The MLB All-Star Game will finally return next week after a one–year hiatus.
As anticipation builds for the first MLB All-Star since COVID flipped the sports world upside down, I thought it would be a good idea to kick the week off with a few dope All-Star moments from some legendary MLBbros.
The Last Black All-Star MVP
Before Vladdy Jr. captured the hearts of Americans (and Canadians), there was another former clubhouse kid who set the baseball world on fire.
Prince Fielder, son of slugger Cecil Fielder, stepped onto Chase Field in Arizona for his third All-Star appearance (and first of three straight).
Fielder made sure his presence was felt, going 1-for-2 with a three-run bomb in the fourth inning that put the National League up for good.
The young slugger finished the season batting .299 with 38 bombs, 120 RBI and 107 walks. He would go on to make the All-Star team three more times before his retirement.
Torii Robs Barry
In one of the most iconic moments in recent All-Star Game history, Home Run King Barry Bonds stepped into the box at Miller Park looking to put the National League up early.
Unfortunately for Bonds, nine-time Gold Glove winner and fellow MLBbro Torii Hunter was manning center field .
As Bonds unloaded on the 1-1 pitch from Derek Lowe, Hunter made a beeline for the right-center field fence. Breaking his dead sprint, Torii begins to time his jump perfectly before leaping to rob Bonds.

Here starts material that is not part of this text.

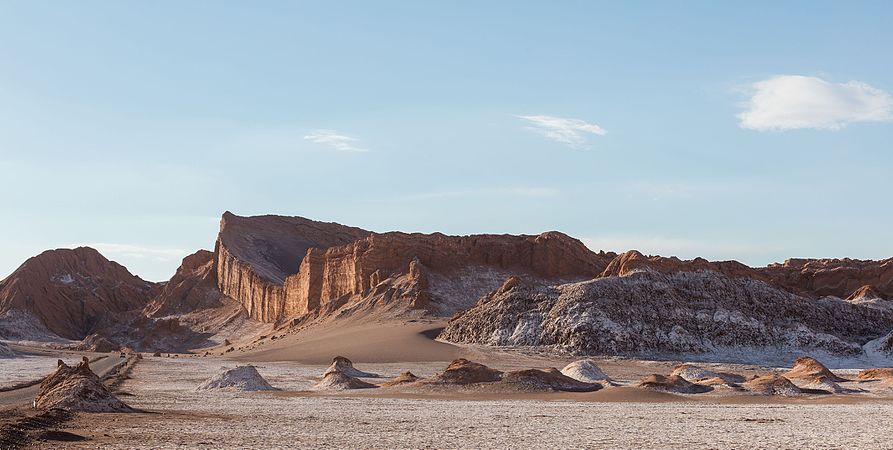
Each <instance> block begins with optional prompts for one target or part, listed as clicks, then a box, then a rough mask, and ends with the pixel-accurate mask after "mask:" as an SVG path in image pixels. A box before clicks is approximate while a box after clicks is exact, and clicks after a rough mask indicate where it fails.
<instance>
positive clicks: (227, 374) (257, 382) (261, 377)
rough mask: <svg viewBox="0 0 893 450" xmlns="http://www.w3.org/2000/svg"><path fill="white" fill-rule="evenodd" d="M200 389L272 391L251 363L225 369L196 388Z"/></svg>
mask: <svg viewBox="0 0 893 450" xmlns="http://www.w3.org/2000/svg"><path fill="white" fill-rule="evenodd" d="M196 389H198V390H201V391H206V390H214V389H223V390H230V391H272V390H275V388H274V387H273V386H270V383H268V382H267V380H265V379H264V377H262V376H261V375H260V373H258V371H257V368H255V367H254V366H251V365H247V366H238V367H236V368H234V369H225V370H223V371H222V372H220V373H218V374H217V375H214V376H213V377H211V378H210V379H208V380H206V381H205V382H203V383H202V384H201V385H199V386H198V388H196Z"/></svg>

The play turned out to be the deciding factor in the game, as the game ended in a 7-7 tie.
The Kid Hits The Warehouse
I’m sure you’ve seen the clip 1000 times, but you can’t speak about All-Star weekend without talking about Junior.
The 13-time All-Star has given us countless memories over the years, but arguably his most iconic came in Camden Yards.
During the 1993 Home Run Derby, Ken Griffey Jr. came into his fourth straight All-Star appearance on the verge of his first 40-homer season and the beginning of his Seattle prime.
But it was the Derby where Griffey made his mark. With his trademark backwards hat and million–dollar swing, he crushed a baseball out of Camden and off of the warehouse next door. Just look at that swing, truly a work of art.
Back-to-Back-to-Back Black Champs
MLB history is full of Black sluggers, and the Home Run Derby has been the perfect place to display the pop.
But from 1994 to 1996, the MLBbros exclusively held down the Derby crown. As a matter of fact, two of those three seasons, the final round was on full display with Black power.
In 1994 we saw Griffey Jr. defeat Atlanta Braves legend Fred McGriff at Three Rivers Stadium (thank God the cookie–cutter stadium era ended.)
In 1995, the Black power surge continued, with Frank Thomas defeating his future teammate, then Cleveland Indians Albert Belle.
We saw the third straight Black champ in 1996 when Bonds defeated Mark McGwire.
We haven’t gotten a full All-Star Weekend since 2019.
So with all eyes on the baseball world, let’s hope our MLBbros can add to these moments.